Poster of Absence

Absence

Horror, Sci-Fi, Thriller

Director: Jimmy Loweree

Release Date: July 5, 2013

Where to Watch

Absence gives away a lot of the plot in the poster art. Absence belongs in the found footage genre, but its fictional director intended to use the footage in a documentary about his pregnant sister’s incubating baby disappearing with no clue how it happened. Everyone is suspicious that his sister and brother-in-law are hiding more than they claim, and the fictional filmmaker wants to show how normal and awesome they are. Naturally they decide to get away by going to a cabin in the woods and record every moment of their vacation.
I love the found footage genre, but I don’t care how close you are to your sibling, after losing your baby and being suspected of murder, you would not tolerate someone sticking a camera in your face and playing practical jokes on your husband. I never could get past the annoying and intrusive fictional filmmaker regardless of all the other things that worked in Absence.
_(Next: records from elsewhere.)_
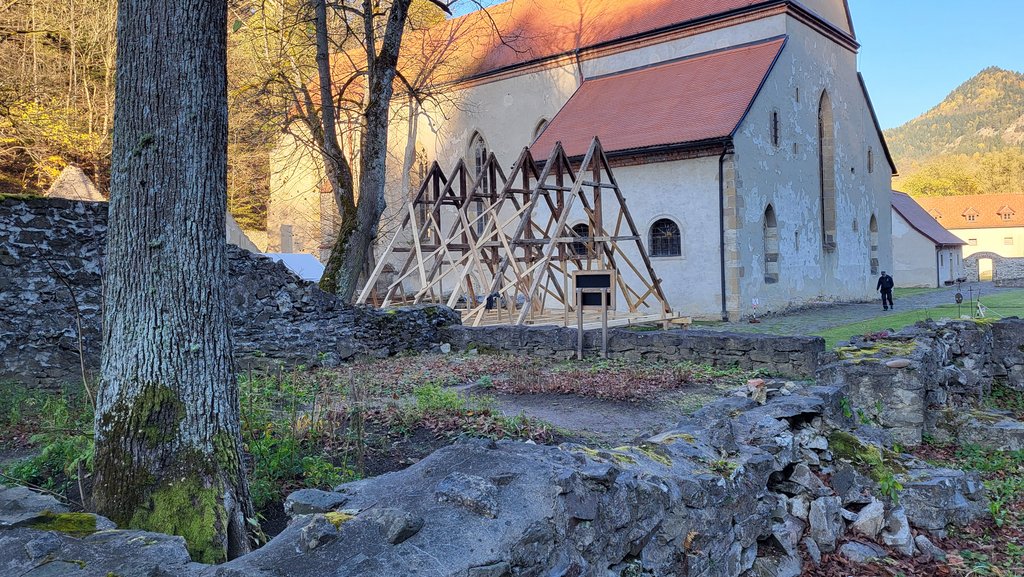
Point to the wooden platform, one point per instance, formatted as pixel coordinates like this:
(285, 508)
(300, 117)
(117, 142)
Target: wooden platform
(591, 319)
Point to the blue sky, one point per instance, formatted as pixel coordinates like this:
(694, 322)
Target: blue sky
(913, 52)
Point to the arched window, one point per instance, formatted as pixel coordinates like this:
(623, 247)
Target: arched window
(873, 228)
(477, 161)
(826, 169)
(540, 128)
(665, 239)
(770, 230)
(579, 248)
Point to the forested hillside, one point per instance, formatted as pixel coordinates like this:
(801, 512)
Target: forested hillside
(972, 142)
(56, 101)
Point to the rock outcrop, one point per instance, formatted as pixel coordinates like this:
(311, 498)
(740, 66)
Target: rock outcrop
(737, 487)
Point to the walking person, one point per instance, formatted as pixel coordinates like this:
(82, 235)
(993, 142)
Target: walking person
(885, 286)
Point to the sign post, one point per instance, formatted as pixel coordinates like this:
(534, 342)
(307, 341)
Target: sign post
(594, 289)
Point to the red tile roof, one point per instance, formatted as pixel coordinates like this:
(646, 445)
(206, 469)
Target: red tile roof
(922, 220)
(687, 100)
(521, 31)
(988, 210)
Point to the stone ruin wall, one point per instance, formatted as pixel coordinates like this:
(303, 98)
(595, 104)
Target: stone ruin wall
(782, 356)
(279, 319)
(747, 486)
(51, 248)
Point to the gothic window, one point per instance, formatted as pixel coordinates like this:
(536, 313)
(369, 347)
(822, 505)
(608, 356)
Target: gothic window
(540, 128)
(774, 128)
(826, 169)
(873, 227)
(770, 230)
(665, 239)
(478, 160)
(579, 247)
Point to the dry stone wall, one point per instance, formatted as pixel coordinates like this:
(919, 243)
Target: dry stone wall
(783, 356)
(51, 249)
(928, 380)
(738, 488)
(1006, 271)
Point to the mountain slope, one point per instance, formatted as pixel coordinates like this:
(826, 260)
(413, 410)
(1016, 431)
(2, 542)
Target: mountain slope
(983, 115)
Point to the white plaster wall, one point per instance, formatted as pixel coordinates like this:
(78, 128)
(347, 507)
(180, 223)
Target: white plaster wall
(686, 192)
(992, 240)
(787, 176)
(696, 44)
(295, 198)
(914, 258)
(832, 10)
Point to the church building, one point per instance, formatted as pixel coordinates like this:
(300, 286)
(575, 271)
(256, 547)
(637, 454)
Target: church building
(740, 133)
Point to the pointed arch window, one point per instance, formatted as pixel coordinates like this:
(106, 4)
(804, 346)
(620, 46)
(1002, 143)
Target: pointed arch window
(665, 239)
(826, 169)
(775, 129)
(770, 237)
(539, 129)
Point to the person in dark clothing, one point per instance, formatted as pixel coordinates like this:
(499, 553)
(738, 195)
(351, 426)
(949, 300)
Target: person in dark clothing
(885, 286)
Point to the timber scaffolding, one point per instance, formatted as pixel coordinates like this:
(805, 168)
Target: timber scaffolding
(509, 255)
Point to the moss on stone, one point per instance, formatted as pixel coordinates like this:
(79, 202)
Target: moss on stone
(684, 437)
(74, 524)
(653, 452)
(876, 462)
(888, 347)
(616, 455)
(187, 508)
(338, 518)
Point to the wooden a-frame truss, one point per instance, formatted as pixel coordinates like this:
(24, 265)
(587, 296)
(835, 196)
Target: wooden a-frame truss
(501, 249)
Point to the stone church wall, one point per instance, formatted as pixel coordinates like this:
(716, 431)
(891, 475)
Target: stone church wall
(46, 245)
(1006, 272)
What worked in Absence?

HUGE SPOILERS

Absence effectively uses the found footage genre to casually adhere to the tropes of alien abduction, and if you watch through the credits, your patience will be rewarded. They come at night. The camera captures their image and their craft’s lights, but because the fictional director is not reviewing the footage as he films, he never sees it. When he finally does directly encounter and record the aliens, he does not remember, but physically the family feels the results the next day by being in pain or exhausted. Absence implies that the locals suspect what is going on by one local woman’s reaction to the car malfunctioning or weird sights in the woods and keep a terrified distance once their suspicions are concerned.
Unfortunately Absence does not tie all the elements together, and the human characters are poorly characterized. Is the fact that their parents died when the siblings were young a clue? If weird crap keeps happening at night, why do you wait until night to try and escape? And what was the deal with the weird things in the woods? That wasn’t part of common alien folklore, right? If aliens’ technology disrupts ours, how come the camera worked most of the time?
If you really like alien abduction stories, give Absence a chance, but stay away if you have a low threshold for annoying people.